According to its NRHP nomination in 1988, the school was deemed significant then as "the only intact, early twentieth century, rural school complex to be documented in the state", and as one of only two surviving rural schools in Churchill County.

== Description ==
The Harmon School is a 10-acre rural school complex which is positioned in the center of the Harmon District of Churchill County, Nevada. The plot is situated about six miles from the town of Fallon and is bounded to the south by using Kirn Road and to the east by means of North Harmon Road. The place is dominated with the aid of single-own family farms ranging in length from eighty to 180 acres. The nominated area carries a considerable one-story masonry school house; a modest, sole story frame teacherage and a lone story pump residence. All 3 structures are traditionally and functionally associated and are taken into consideration contributing assets.
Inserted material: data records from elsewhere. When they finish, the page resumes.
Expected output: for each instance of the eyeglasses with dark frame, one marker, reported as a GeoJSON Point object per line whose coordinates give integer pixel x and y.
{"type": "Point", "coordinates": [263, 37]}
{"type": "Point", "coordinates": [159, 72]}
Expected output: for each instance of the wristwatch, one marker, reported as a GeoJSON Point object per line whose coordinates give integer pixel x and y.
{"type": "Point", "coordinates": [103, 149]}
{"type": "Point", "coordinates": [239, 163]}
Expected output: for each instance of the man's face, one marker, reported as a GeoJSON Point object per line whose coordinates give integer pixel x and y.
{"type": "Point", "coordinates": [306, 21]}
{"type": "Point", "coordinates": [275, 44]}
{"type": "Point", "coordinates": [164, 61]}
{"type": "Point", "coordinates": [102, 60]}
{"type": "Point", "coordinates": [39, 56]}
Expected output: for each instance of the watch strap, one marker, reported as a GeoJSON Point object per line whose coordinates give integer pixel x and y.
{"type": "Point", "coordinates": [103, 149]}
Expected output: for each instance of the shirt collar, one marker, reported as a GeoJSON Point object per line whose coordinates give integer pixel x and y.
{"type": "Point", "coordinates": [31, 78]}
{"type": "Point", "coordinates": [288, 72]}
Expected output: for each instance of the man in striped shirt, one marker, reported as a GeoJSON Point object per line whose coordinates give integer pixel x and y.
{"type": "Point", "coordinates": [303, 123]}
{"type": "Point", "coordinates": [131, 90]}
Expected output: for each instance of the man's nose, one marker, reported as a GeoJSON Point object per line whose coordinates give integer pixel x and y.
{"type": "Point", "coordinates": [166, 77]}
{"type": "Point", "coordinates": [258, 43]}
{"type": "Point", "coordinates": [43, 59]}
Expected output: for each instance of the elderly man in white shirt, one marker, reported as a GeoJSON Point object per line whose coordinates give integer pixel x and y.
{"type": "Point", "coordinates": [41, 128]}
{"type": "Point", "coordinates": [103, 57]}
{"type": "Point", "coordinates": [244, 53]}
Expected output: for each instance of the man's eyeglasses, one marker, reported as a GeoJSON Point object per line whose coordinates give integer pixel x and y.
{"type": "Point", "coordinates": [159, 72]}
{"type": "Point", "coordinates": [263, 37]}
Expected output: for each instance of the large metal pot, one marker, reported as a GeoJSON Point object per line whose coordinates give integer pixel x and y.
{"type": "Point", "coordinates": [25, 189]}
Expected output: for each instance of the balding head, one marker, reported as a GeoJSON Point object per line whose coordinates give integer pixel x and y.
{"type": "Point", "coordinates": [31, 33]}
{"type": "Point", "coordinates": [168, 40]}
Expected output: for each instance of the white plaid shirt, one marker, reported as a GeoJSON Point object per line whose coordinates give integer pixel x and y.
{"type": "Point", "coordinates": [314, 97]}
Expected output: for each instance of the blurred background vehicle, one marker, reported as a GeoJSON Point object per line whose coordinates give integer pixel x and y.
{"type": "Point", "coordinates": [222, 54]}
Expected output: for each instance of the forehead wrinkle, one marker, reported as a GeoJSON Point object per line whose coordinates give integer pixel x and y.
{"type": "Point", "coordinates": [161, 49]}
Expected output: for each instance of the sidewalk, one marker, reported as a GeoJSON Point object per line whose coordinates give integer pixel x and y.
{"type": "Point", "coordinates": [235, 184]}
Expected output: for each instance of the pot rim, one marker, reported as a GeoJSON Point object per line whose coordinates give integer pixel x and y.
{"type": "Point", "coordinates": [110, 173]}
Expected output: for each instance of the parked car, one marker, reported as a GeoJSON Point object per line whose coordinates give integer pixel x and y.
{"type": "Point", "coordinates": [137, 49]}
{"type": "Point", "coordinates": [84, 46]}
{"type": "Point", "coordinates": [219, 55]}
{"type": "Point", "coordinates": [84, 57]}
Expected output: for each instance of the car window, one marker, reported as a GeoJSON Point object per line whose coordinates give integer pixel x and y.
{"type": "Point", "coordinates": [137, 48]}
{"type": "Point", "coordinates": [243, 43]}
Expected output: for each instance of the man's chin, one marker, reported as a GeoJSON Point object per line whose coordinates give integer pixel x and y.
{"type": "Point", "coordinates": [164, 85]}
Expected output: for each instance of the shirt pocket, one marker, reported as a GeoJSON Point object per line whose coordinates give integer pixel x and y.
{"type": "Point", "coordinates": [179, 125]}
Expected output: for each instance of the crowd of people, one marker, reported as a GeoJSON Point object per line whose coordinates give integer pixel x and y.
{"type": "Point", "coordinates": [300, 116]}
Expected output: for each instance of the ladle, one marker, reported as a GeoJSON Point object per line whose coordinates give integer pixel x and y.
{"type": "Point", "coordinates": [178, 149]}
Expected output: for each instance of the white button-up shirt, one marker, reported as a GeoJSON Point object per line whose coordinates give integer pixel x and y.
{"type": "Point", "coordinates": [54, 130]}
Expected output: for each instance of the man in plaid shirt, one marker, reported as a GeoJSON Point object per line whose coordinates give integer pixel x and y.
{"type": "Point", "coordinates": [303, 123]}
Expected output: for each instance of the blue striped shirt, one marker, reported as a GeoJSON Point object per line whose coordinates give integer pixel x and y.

The Harmon School building is a coursed concrete block structure which was built in 1915 to serve rural Nevada’s Harmon District. The balanced, 5-bay building is supported through a raised, concrete foundation and ends in a cross gable roof with projecting eaves and open rafters. 2 internal brick chimneys with straight stacks and corbelled caps punctuate the main roof plane. The building is exposed to the south and takes up a "T" plan fashioned by a center hall, flanking classrooms and a rear auditorium. A halfway basement is found underneath the auditorium and it also has a kitchen. In 1935, the area of the back auditorium was expanded by a 2-bay frame and stucco addition.

== History ==
The Harmon School is appreciable on the regional stage for its affiliation with the development of public schooling in Nevada. Besides, it is known as an instance of an early 20th century rural school edifice. Built between 1915 and 1916, the School performed as the Harmon District’s Elementary School from its construction till county school consolidation in 1956. The Biennial Report of the Superintendent Public Instruction for 1915-16 marked the Harmon School as one of the greatest rural schools. It was also known for its use as a noted community and social center. From early 20th century’s schools of the state, the Harmon School is the sole intact rural school compound to be documented. It is also one in all two rural schools to live on in Churchill County.